Tax expenditures have this same quality. If the government taxes some people less, it has to tax others more. People who don’t own homes pay for the mortgage deductions of people who buy homes. People whose income is largely from salaries pay for the low tax on incomes derived from playing the financial markets. The bigget tax expenditures go to corporations. If GE isn’t paying any corporate income taxes, then taxpayers like me must make up what should have been their share. And frankly, I’d rather see my taxes go to improving the health of poor people than to JackWelch’s private jet.

Anyway, the uninsured are already an economic burden on the rest of us. When they show up at the emergency room, hospitals cannot legally turn them away. (I think there was a federal law to this effect passed during the Reagan years.) The cost for that treatment gets passed along to the rest of us.

Bob S. said...

Bravo Jay, Bravo !!

Great Speech and it doesn't change a bit.

How much money do you personally give for other people's healthcare?

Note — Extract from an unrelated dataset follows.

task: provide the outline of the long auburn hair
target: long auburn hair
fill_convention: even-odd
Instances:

You can talk about economic burden all you want but the fact of the matter you and Anon probably aren't giving what you can to relieve the burden of the poor.

Why do you think it is fair for 50.1% of the people to be able to vote money out of my pocket?

Unlike roads or the military, individual health care can not be used for the common good. No other person can use the medicine taken by an individual.

Stretching the 'common good' and commerce clause incredibly thin there.
If there is an economic burden due to people having to be treated, repeal that law.

Then get yourself down to the hospital with a wad of cash and start doling it out.

Why don't you and the others do that? Or start your own hospital where people can go and not have to pay for treatment?

By the way, nice straw man argument about Welch's plane. That is money the company earned by providing a service (just like the road builders) not a benefit given by the government.

Unless you are saying that getting to keep money we earn is a benefit?

Basically what I'm seeing is you want to decide what is a fair amount for everyone or every corporation to have, then you want to decide what to spend the rest on.